After exporting, you will find that there are two more binary files in the /etc/apt/trusted.gpg.d
directory. These two binary files are what we just exported:
root@k8s-worker-01:/etc/apt/trusted.gpg.d# ls ubuntu-keyring-2012-cdimage.gpg ubuntu-keyring-2018-archive.gpg root@k8s-worker-01:/etc/apt/trusted.gpg.d# apt-key export 13EDEF05 | gpg --dearmour -o /etc/apt/trusted.gpg.d/docker.gpg Warning: apt-key is deprecated. Manage keyring files in trusted.gpg.d instead (see apt-key(8)). root@k8s-worker-01:/etc/apt/trusted.gpg.d# apt-key export 0EBFCD88 | gpg --dearmour -o /etc/apt/trusted.gpg.d/kubernetes.gpg Warning: apt-key is deprecated.
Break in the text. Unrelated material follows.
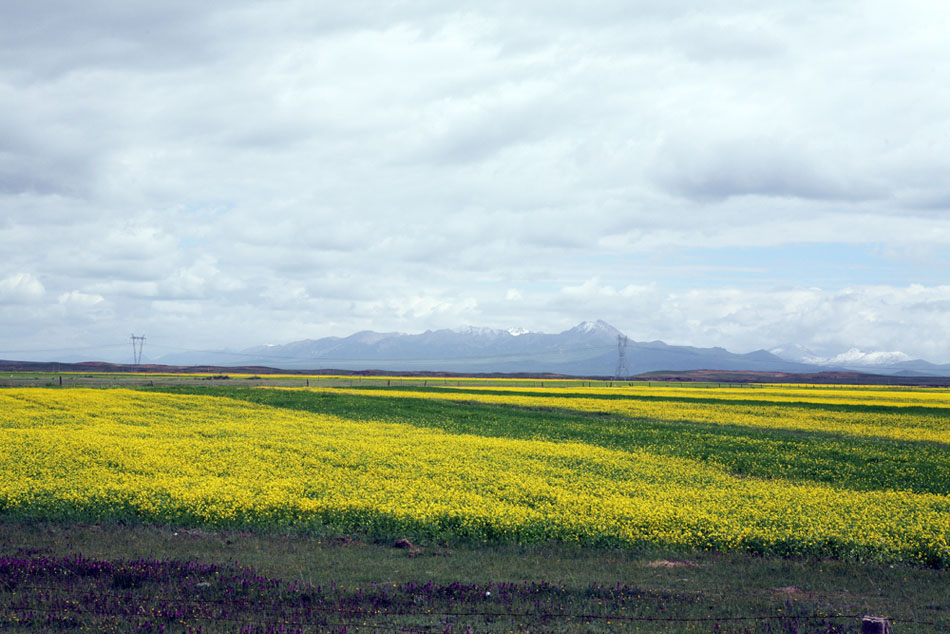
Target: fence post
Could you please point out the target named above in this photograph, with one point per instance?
(875, 625)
Manage keyring files in trusted.gpg.d instead (see apt-key(8)). root@k8s-worker-01:/etc/apt/trusted.gpg.d# ls docker.gpg kubernetes.gpg ubuntu-keyring-2012-cdimage.gpg ubuntu-keyring-2018-archive.gpg
6. Delete key
After exporting the secret key, you can delete the trusted.gpg
file in the /etc/apt
directory:
root@k8s-worker-01:/etc/apt# ls apt.conf.d keyrings sources.list sources.list.d trusted.gpg.d auth.conf.d preferences.d sources.list.bak trusted.gpg trusted.gpg~ root@k8s-worker-01:/etc/apt# rm trusted.gpg trusted.gpg~ root@k8s-worker-01:/etc/apt# ls apt.conf.d auth.conf.d keyrings preferences.d sources.list sources.list.bak sources.list.d trusted.gpg.d
Finally, query all the keys on the server through apt-key list
:
root@k8s-worker-01:/etc/apt# apt-key list Warning: apt-key is deprecated. Manage keyring files in trusted.gpg.d instead (see apt-key(8)). /etc/apt/trusted.gpg.d/docker.gpg --------------------------------- pub rsa2048 2022-05-21 [SC] A362 B822 F6DE DC65 2817 EA46 B53D C80D 13ED EF05 uid [ unknown] Rapture Automatic Signing Key (cloud-rapture-signing-key-2022-03-07-08_01_01.pub) sub rsa2048 2022-05-21 [E] /etc/apt/trusted.gpg.d/kubernetes.gpg -------------------------------------- pub rsa4096 2017-02-22 [SCEA] 9DC8 5822 9FC7 DD38 854A E2D8 8D81 803C 0EBF CD88 uid [ unknown] Docker Release (CE deb) <[email protected]> sub rsa4096 2017-02-22 [S] /etc/apt/trusted.gpg.d/ubuntu-keyring-2012-cdimage.gpg -------------------------------------------------- ---- pub rsa4096 2012-05-11 [SC] 8439 38DF 228D 22F7 B374 2BC0 D94A A3F0 EFE2 1092 uid [ unknown] Ubuntu CD Image Automatic Signing Key (2012) <[email protected]> /etc/apt/trusted.gpg.d/ubuntu-keyring-2018-archive.gpg -------------------------------------------------- ---- pub rsa4096 2018-09-17 [SC] F6EC B376 2474 EDA9 D21B 7022 8719 20D1 991B C93C uid [ unknown] Ubuntu Archive Automatic Signing Key (2018) <[email protected]>
7. Update source again
According to the information output by the appeal, there are currently 4 files and 4 secret keys on the server, the top two of which are the ones we just added to the /etc/apt/trusted.gpg.d
directory down.
Try updating the source again with the apt-get update
command:
root@k8s-worker-01:/etc/apt# apt-get update Hit: 1 https://mirrors.aliyun.com/ubuntu-ports jammy InRelease Hit: 2 https://download.docker.com/linux/ubuntu jammy InRelease Hit: 3 https://mirrors.aliyun.com/ubuntu-ports jammy-updates InRelease Hit: 4 https://mirrors.aliyun.com/ubuntu-ports jammy-backports InRelease Hit: 5 https://mirrors.aliyun.com/ubuntu-ports jammy-security InRelease Get:6 https://mirrors.aliyun.com/kubernetes/apt kubernetes-xenial InRelease [8993 B] Fetched 8993 B in 3s (3491 B/s) Reading package lists... Done
After the output of the results, it was found that there were no warnings, fully in line with expectations, and a perfect solution!